Targeting Lebanon

Israel relentlessly tries to sow strife and trigger civil war in its southern neighbour

Lebanon’s acting information minister Abbas al-Halabi announced on Monday the busting of 17 spying networks operated by the Israeli occupation state, and the detention of more than 20 Lebanese, Palestinian and Syrian nationals involved in them.

This is a great achievement for the Lebanese security forces, especially given the country’s difficult political and economic circumstances. It affirms that while other Arab governments may be rushing to normalize relations with Israel, for Lebanon it remains a racist occupier and enemy.

The uncovering of these networks, and their sheer scale, should not come as a surprise. Lebanon is a prime target for Israel and it is complicit in all the conspiracies to sow sectarian strife in the country to plunge it into civil war.

Hezbollah and its resistance forces, bolstered by a huge missile arsenal and ample combat and organizational experience gained in Syria and Iraq as well as in Lebanon, is considered an existential threat by the Israeli occupation state, having inflicted humiliating defeats on its army in 2000 and 2006. Hence its relentless intelligence efforts in Lebanon to implant spies and agents and sow the seeds of sedition.

Despite trying hard for 30 years, most of its efforts to infiltrate the Lebanese resistance have failed, as have its attempts to assassinate its leader Hassan Nasrallah. The Hezbollah figures the Israelis managed to reach were mostly outside Lebanon, notably its military commander the late Imad Mughniyeh.

Lebanon is in the eye of an intelligence and psy-ops storm because it is one of the few Arab states that continues to believe in and adhere to resistance. Most of its patriotic political forces, who constitute a majority, believe in the need to liberate all occupied Arab territories — in Palestine and the Golan Heights in addition to Lebanon’s own Shebaa Farms and seven occupied southern villages — and assert Lebanon’s sovereignty over all its offshore oil and gas fields in the eastern Mediterranean.

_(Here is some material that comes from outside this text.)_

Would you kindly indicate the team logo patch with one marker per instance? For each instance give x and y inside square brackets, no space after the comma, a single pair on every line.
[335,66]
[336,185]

It is to Hezbollah’s credit that it deals wisely with its adversaries, especially when core national principles are at stake. It rose above its ideological and political differences with certain Palestinian factions and welcomed their leaders in its south Beirut stronghold. It knows some of their associates were involved in bombings that targeted the suburb and caused civilian casualties, but declined to reveal that to avoid undermining their image among its own constituency and the Lebanese public at large, and to avert strife and bloodshed.

Lebanon continues to hold fast to its national principles. The crises and conspiracies that target its security and stability may be part of the price it is forced to pay for that. It accordingly deserves respect and appreciation. Its current troubles will surely pass, as so many previous ones did.